Databases Have a Lot of Data
A recurring theme in the ongoing coverage of Sam Bankman-Fried's trial has been his apparent recklessness. One particularly popular anecdote being his bizarre coin-flip hypothetical. From Inner City Press:
AUSA: What did the defendant [say to] you about risk?
Ellison: He said it was OK if positive EV, expected value. He said he was willing to take large coin flips - he talked about being willing to flip a coin & destroy the world, as long as a win would make it twice as good
Michael Lewis's book says the following about SBF's time at Jane Street:
A Jane Street intern had what amounted to a professional obligation to take any bet with a positive expected value.
Much has been said about like, ah, geez, man. I don't know if you really understand risk as much as your résumé suggests. Because it's really not as simple as "positive EV = good." I don't bring this up to be that guy who is always trying to talk about the FTX collapse. I mean I am that guy. I guess. But I promise I'm going somewhere.

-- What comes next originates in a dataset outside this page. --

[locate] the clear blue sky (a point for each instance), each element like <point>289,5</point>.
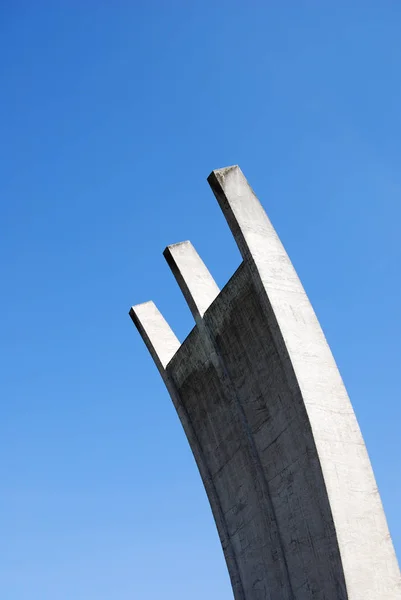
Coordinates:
<point>112,115</point>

This whole saga has had me thinking about the nature of risk inherent in changing programs, and I think at the core, these things are very similar. I think this is an interesting angle to think about because programmers are forced to make decisions like this quite often. Changes to code are often not Pareto efficient and maybe you take some kind of stance like:
- I care more about the cases that this change will improve than the cases it will make worse, or maybe
- I think in aggregate the cases this will improve are more numerous than the cases it will make worse,
or some combination of those.
But it's actually more complicated than that, because you might care about these speedups in a linear way. A program getting x% faster in some number of cases is not necessarily balanced out by a program getting x% slower in as many cases, or even in a way biased towards improvement. If you have big, world-ending coin flips, maybe you'd rather opt to keep performance more predictable, even if it would get better in expectation.

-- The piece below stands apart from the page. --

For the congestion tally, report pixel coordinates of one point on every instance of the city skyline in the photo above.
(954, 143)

This is why people are often surprised that query optimizers don't do a particular optimization. For example, Postgres is a lot less aggressive than some other databases when it comes to, say, decorrelating subqueries, and I think this is partly due to risk assessment. Decorrelating a correlated subquery moves the structure of the query plan further away from the structure of the query, increasing the risk of a nasty surprise. Because fundamentally, if your query runs faster than you expect, or than it did on the last release, you might not even notice. If it runs slower, you're sending a sternly worded letter to your vendor.
This is at the heart of the what's different between query planners and, say, optimizing compilers. Because they're similar in a lot of ways. In fact, functionally, it's sort of hard to find a distinction. They both take an input higher level program, and output a lower level, "more executable" program, using a lot of the same tools.
The big difference is in the possible scale of an optimization. The impact of an optimization, good or bad, is a lot smaller in a compiler than it is in a query planner. This is inherent in the fact that a query planner is shuffling around expressions that might represent huge amounts of data and computation. This means that if you get, say, 100 opportunities to make a positive expected value optimization in a compiler, then you can be fairly certain that the sum of those effects is going to be positive, because the distribution of their impact is not too wide. You have far fewer such opportunities when optimizing a SQL query, and each individual optimization you might apply has a much higher chance to be "the big one" that has a large impact on the total runtime of the query.
How do we think about this? Well, I don't know if there's actually a lot of pivot points that allow people to act on this distinction, outside of like, being more conservative in what kinds of optimizations they do in their query planner. There are some fundamental spectra of decisionmaking, however.
One of my favourite papers is Towards a Robust Query Optimizer: A Principled and Practical Approach by Babcock and Chaudhuri, which summarizes one of these ideas beautifully:
Frequently, the query optimizer has a choice of multiple query plans which differ in the degree to which their execution time depends on query selectivity. An example is the choice of the access method used to retrieve records from relation R that satisfy the predicate (A = a) ∧ (B = b), where A and B are two indexed attributes of R. An index intersection plan that identifies the qualifying records based on the indexes and then retrieves just those records will perform well if the number of records to be retrieved is low. However, since the index intersection plan requires one random disk read per record, it fares poorly when the selectivity is high. The cost of a sequential scan plan, on the other hand, is essentially independent of the query selectivity.
I'll admit that I'm entirely convinced of the ideas they put forth in this paper, but this fundamental framing of "risky choice that depends on selectivity" vs. "safe choice that doesn't depend on selectivity" has been a really good mental model for me personally to think about queries. I think if it as a graph that looks like this:
Where the red line is the "risky" choice, and the blue line is the "safe" choice. Of course the difficulty with living with this graph is that in a transactional SQL workload (that will typically involve at least some joins), almost all of the queries live at the far left. The implications of this problem are explored a bit in How Good Are Query Optimizers, Really?.
I think a lot of software has to deal with this tradeoff between predictability and performance, but the volume of data and the variety of workloads mean this is much more prominent in the world of databases than it is in some other fields.